Diese Zusammenstellung entstand ursprünglich aus persönlichem Interesse: als Versuch, mir selbst einen Überblick über die Vielfalt und Geschichte der japanischen Kameraindustrie zu verschaffen. Was als private Notizsammlung begann, ist über die Jahre zu einem kleinen Nachschlagewerk gewachsen, das ich nun den Mitgliedern des Club Daguerre zur Verfügung stelle.

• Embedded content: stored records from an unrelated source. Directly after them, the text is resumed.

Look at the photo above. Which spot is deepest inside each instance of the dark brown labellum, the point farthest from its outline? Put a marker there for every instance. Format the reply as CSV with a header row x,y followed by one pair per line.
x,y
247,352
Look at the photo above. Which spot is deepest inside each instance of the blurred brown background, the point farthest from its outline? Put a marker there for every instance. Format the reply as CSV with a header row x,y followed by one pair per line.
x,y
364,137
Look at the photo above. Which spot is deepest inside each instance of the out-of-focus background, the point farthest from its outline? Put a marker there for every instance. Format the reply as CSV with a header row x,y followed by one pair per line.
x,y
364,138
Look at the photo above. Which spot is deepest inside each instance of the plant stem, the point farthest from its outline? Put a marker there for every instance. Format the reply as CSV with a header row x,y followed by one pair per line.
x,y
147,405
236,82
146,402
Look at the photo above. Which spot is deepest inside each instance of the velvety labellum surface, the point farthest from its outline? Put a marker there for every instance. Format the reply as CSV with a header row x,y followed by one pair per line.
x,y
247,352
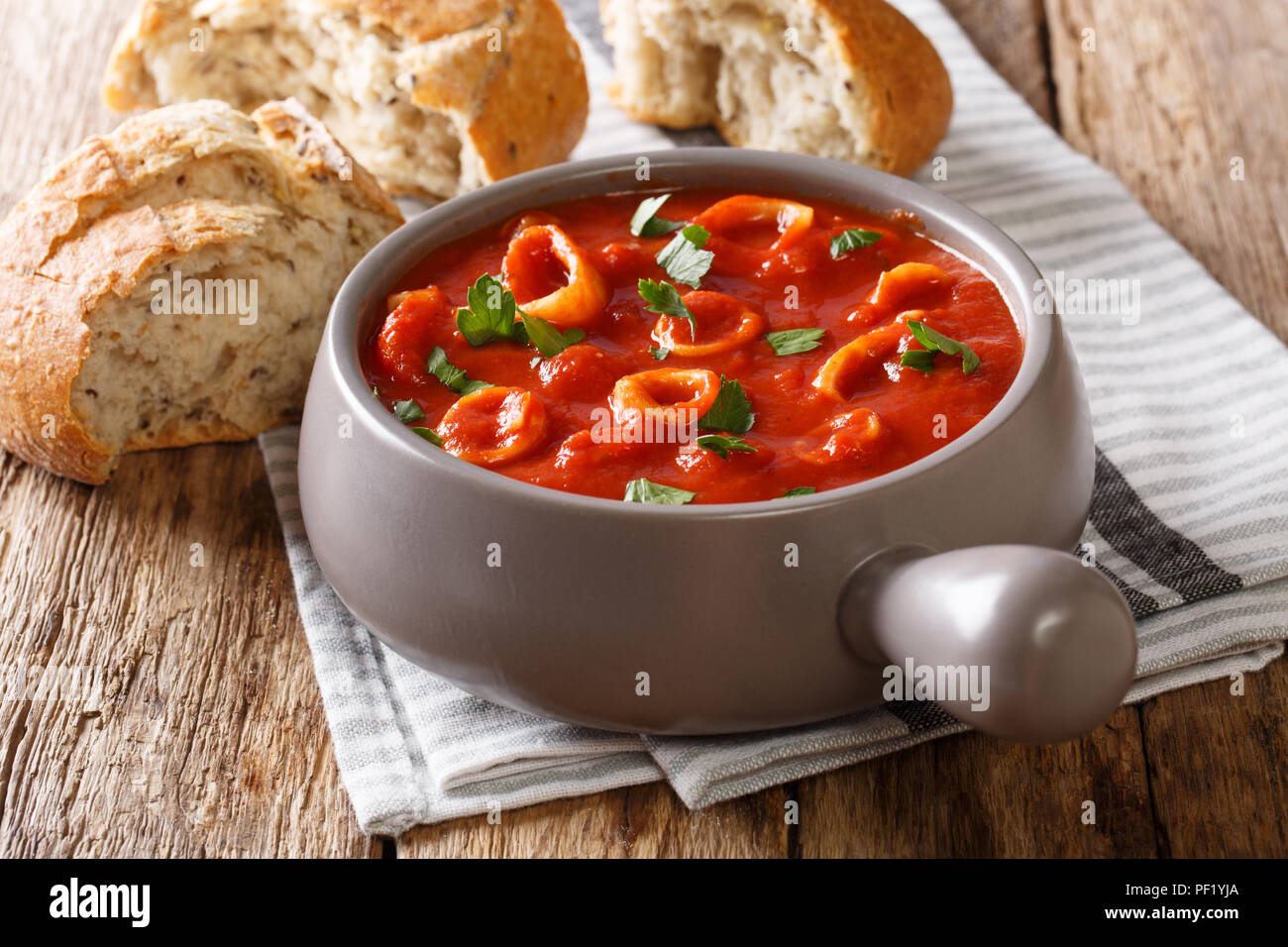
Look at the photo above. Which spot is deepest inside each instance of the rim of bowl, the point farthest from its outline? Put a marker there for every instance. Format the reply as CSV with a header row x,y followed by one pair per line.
x,y
944,221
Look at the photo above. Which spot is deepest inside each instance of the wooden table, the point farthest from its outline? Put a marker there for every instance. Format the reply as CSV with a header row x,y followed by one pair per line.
x,y
210,738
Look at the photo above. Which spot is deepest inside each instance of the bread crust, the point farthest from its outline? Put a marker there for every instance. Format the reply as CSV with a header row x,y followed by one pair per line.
x,y
520,107
913,112
910,91
76,240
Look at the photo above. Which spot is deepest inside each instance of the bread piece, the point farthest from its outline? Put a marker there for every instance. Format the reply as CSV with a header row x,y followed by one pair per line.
x,y
434,97
98,356
858,84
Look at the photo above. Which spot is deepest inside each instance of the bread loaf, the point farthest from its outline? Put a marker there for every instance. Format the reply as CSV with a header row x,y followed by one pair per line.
x,y
434,97
844,78
167,283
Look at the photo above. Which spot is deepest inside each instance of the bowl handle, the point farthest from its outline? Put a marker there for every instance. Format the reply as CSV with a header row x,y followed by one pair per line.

Japan hat in der zweiten Hälfte des 20. Jahrhunderts die Fotografie neu definiert. Aus bescheidenen Anfängen entstanden Unternehmen von Weltrang: Canon und Nikon, die das professionelle Segment eroberten; Minolta und Olympus, die mit technischen Innovationen überraschten; Yashica und Ricoh, die hochwertige Fotografie für ein breiteres Publikum zugänglich machten. Weniger bekannt, aber nicht minder faszinierend sind Firmen wie Cosina, die im Verborgenen Kameras für Dutzende westlicher Handelsmarken fertigten, oder die zahllosen kleinen Werkstätten, die heute kaum mehr als einen Namen in alten Anzeigen hinterlassen haben.
Diese Einträge erheben keinen Anspruch auf Vollständigkeit. Sie sind eine Einladung zum Stöbern.